Ook als hoogleeraar behield Frantzen zijn belangstelling voor het onderwijs in zijn verschillende geledingen: hij was curator van het Utrechtsch gymnasium, terwijl hij telken jare als gecommitteerde der Regeering deelnam aan de gymnasiale eindexamens; hij was gedurende vele jaren lid van de commissie van toezicht op het lager onderwijs en voorzitter van de afdeeling Utrecht van de vereeniging ‘Volksonderwijs’ en verrichtte in deze functies veel werk ten dienste der lagere school; ook was hij vele jaren lid van de commissie tot voorbereiding van de aanwijzing van candidaat-Indische ambtenaren en toonde daardoor zijn belangstelling in de resultaten van het onderwijs aan verschillende hoogere burgerscholen en gymnasia. Wat het universitair onderwijs betreft, beperkte hij zich niet tot Utrecht, maar gaf hij herhaaldelijk blijk van onverzwakte aanhankelijkheid aan de Universiteit, waar hij zijn academische werkzaamheid was begonnen. Al was het aan de Universiteit van Amsterdam niet gelukt, hem bij de oprichting der leerstoelen voor moderne talen als hoogleeraar aan zich te verbinden, meer dan eens gaf hij gevolg aan uitnoodigingen van studenten of hoogleeraren, om in voordrachten van zijn wetenschap te schenken. Toen in oorlogstijd het onderwijs in het Oud-Fransch in het gedrang raakte, werd hij bereid gevonden een reeks colleges te geven over Chrétien de Troyes. Hij gaf deze colleges in het Fransch, blijk gevende, dat ook deze taal als voertuig van onderwijs hem even dienstbaar was als Duitsch of Nederlandsch.

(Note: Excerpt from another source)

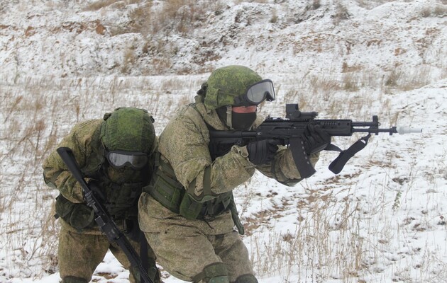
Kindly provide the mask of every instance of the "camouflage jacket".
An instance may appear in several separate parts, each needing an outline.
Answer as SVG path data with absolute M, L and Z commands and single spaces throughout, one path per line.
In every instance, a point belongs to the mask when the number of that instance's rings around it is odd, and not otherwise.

Deze werkzaamheid was aanleiding, dat de Faculteit der Letteren en Wijsbegeerte der Amsterdamsche universiteit in den herfst van 1915 aan den Senaat het voorstel deed, om Frantzen met een eere-doctoraat te bekleeden. Op den dies van het jaar 1916 vond de promotie plaats. Prof. Boer, die bij deze gelegenheid als promotor optrad, roemde in het openbaar zijn fijnen smaak, zijn scherp oordeel, zijn enorme kennis, zijn bereidwilligheid om anderen van zijn gave mede te deelen, die hem wijd
| |
| |
en zijd vrienden verschafte, en legde speciaal den nadruk op de bijzondere rechten, die Amsterdam en zijn Universiteit krachtens de geschiedenis op Frantzen hadden. Ruim zeven jaar later vertolkte dezelfde geleerde aan de geopende groeve zijn gevoelens als vriend, waarbij hij tevens, als fungeerend Rector Magnificus der Universiteit, gelegenheid had ook de erkentelijkheid uit te spreken, die de Universiteit van Amsterdam zijn laureatus tot over het graf zou blijven toedragen.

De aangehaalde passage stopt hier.